You are viewing a plain text version of this content. The canonical link for it is here.

Posted to dev@iceberg.apache.org by Peter Vary <pv...@cloudera.com.INVALID> on 2022/05/05 13:58:59 UTC

Positional delete with vs without the delete row values

Hi Team,

We are working on integrating Iceberg V2 tables with Hive, and enabling delete and update operations.
The delete is implemented by Marton and the first version is already merged: https://issues.apache.org/jira/browse/HIVE-26102 <https://issues.apache.org/jira/browse/HIVE-26102>
The update statement is still in progress: https://issues.apache.org/jira/browse/HIVE-26136 <https://issues.apache.org/jira/browse/HIVE-26136>
The edges are a bit rough for the time being, so don’t use this in production :D

During the implementation we found that implementing deletes was quite straightforward with the Iceberg positional deletes, and without much effort we were able to provide the row values too. OTOH for updates we need to sort the delete files and the data files differently. ATM we have only a single result table, so we ended up implementing our own writer which is very similar to https://github.com/apache/iceberg/blob/master/core/src/main/java/org/apache/iceberg/io/SortedPosDeleteWriter.java <https://github.com/apache/iceberg/blob/master/core/src/main/java/org/apache/iceberg/io/SortedPosDeleteWriter.java> to do the sorting of the delete records for us. The problem with the SortedPosDeleteWriter is that when the record size grows then the number of records we can keep in memory decreases. So we ended up with our own writer which stores only the minimal things in memory and writes only positional deletes without the actual row values. See: https://github.com/apache/hive/blob/master/iceberg/iceberg-handler/src/main/java/org/apache/iceberg/mr/hive/HiveIcebergBufferedDeleteWriter.java <https://github.com/apache/hive/blob/master/iceberg/iceberg-handler/src/main/java/org/apache/iceberg/mr/hive/HiveIcebergBufferedDeleteWriter.java>

The question is:
- What is the experience of the community? When it is beneficial to have the row values in the positional delete files in production?

My feeling is:
The row data is best used when there is a filter in the query and we can filter out whole delete files when running the query.
There could be a slight improvement when we can skip RowGroups/Stripes based on the filter 

For the 1st point we just need to collect the statistics during the delete, but we do not have to actually persist the data.
Would it be viable to create these delete files where the statistics could not be calculated directly from the files themselves?
Would the community accept these files?

OTOH we have significant downsides for positional deletes with row values:
The delete file size increases significantly
We should keep smaller delete row RowGroup/Stripe size to accommodate the bigger amount of raw data - so we have to read more footers and adding IO overhead

So my feeling is that generally speaking positional deletes without the actual row data would be more performant the positional deletes with row data.

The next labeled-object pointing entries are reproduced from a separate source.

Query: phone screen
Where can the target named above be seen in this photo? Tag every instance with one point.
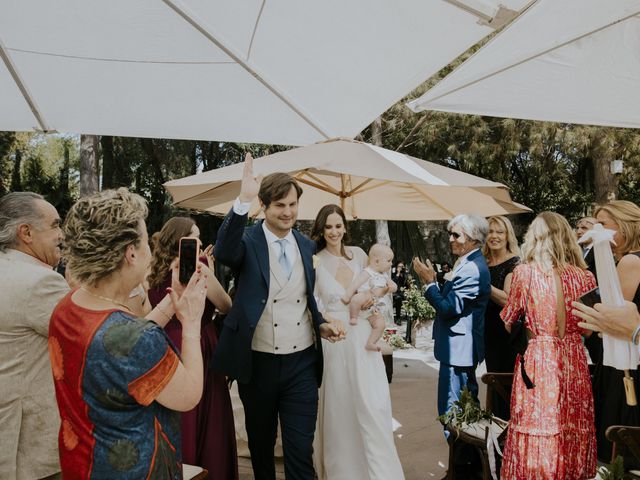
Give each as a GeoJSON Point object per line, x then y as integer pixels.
{"type": "Point", "coordinates": [188, 258]}
{"type": "Point", "coordinates": [591, 297]}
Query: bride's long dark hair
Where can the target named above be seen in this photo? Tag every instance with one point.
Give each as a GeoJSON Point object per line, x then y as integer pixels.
{"type": "Point", "coordinates": [317, 232]}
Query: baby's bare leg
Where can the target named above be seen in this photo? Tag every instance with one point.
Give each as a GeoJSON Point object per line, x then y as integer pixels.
{"type": "Point", "coordinates": [355, 304]}
{"type": "Point", "coordinates": [377, 329]}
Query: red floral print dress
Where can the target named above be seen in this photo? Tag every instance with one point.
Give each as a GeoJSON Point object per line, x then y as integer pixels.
{"type": "Point", "coordinates": [551, 433]}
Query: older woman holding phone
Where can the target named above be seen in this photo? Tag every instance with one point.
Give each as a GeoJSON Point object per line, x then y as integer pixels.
{"type": "Point", "coordinates": [208, 431]}
{"type": "Point", "coordinates": [119, 380]}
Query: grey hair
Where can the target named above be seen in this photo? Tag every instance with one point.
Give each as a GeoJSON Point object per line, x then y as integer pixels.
{"type": "Point", "coordinates": [474, 226]}
{"type": "Point", "coordinates": [17, 208]}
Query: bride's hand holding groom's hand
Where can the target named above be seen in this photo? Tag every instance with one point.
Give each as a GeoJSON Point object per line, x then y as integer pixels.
{"type": "Point", "coordinates": [332, 330]}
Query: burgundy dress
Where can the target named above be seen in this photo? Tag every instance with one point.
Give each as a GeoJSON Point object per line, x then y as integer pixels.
{"type": "Point", "coordinates": [208, 431]}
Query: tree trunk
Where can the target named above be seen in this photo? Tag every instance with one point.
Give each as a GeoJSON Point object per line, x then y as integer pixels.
{"type": "Point", "coordinates": [382, 227]}
{"type": "Point", "coordinates": [88, 165]}
{"type": "Point", "coordinates": [16, 176]}
{"type": "Point", "coordinates": [108, 162]}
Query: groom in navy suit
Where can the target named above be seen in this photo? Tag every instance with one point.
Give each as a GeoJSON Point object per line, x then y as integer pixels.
{"type": "Point", "coordinates": [270, 340]}
{"type": "Point", "coordinates": [458, 328]}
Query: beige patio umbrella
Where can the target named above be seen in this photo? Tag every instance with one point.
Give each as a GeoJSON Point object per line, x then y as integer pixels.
{"type": "Point", "coordinates": [368, 182]}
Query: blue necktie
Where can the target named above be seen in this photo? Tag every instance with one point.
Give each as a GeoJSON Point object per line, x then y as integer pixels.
{"type": "Point", "coordinates": [283, 260]}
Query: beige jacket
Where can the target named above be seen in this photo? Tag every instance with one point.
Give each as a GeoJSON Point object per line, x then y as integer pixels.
{"type": "Point", "coordinates": [29, 421]}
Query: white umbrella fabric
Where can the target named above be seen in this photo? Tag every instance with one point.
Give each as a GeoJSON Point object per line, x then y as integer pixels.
{"type": "Point", "coordinates": [573, 61]}
{"type": "Point", "coordinates": [284, 72]}
{"type": "Point", "coordinates": [369, 182]}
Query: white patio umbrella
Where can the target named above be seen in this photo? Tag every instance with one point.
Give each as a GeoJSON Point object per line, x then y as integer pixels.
{"type": "Point", "coordinates": [369, 182]}
{"type": "Point", "coordinates": [286, 72]}
{"type": "Point", "coordinates": [572, 61]}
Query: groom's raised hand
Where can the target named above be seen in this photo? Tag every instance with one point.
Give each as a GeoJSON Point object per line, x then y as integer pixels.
{"type": "Point", "coordinates": [250, 185]}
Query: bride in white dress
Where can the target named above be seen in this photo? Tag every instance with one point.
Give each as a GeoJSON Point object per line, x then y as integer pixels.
{"type": "Point", "coordinates": [354, 439]}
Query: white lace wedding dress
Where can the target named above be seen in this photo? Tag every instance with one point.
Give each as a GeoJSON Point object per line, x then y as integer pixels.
{"type": "Point", "coordinates": [354, 435]}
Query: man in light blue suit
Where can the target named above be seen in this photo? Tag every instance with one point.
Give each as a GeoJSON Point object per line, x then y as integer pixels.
{"type": "Point", "coordinates": [458, 329]}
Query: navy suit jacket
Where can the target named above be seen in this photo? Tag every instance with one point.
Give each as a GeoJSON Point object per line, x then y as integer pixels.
{"type": "Point", "coordinates": [245, 250]}
{"type": "Point", "coordinates": [458, 329]}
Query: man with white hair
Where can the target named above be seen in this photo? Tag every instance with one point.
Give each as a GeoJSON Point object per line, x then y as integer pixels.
{"type": "Point", "coordinates": [458, 328]}
{"type": "Point", "coordinates": [30, 239]}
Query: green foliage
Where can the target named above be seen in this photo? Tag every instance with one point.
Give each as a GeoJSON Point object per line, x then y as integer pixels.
{"type": "Point", "coordinates": [415, 305]}
{"type": "Point", "coordinates": [612, 471]}
{"type": "Point", "coordinates": [464, 411]}
{"type": "Point", "coordinates": [394, 340]}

Do I miss something? Is there a use-case when using positional deletes with row values is significantly more effective?

Thanks,
Peter

Re: Positional delete with vs without the delete row values

Posted by Jack Ye <ye...@gmail.com>.

I think there is not much technical issue for Trino to support writing
position delete files with row data, because the old rows can be provided
in the page scanned to the update/delete note as additional channels. The
tradeoff is basically the CDC capability vs efficiency and delete file
size. My last memory is that CDC read requires this information, but I have
been busy moving home recently, and need to start catching up with the
conversations. Yufei might have a better idea for this part.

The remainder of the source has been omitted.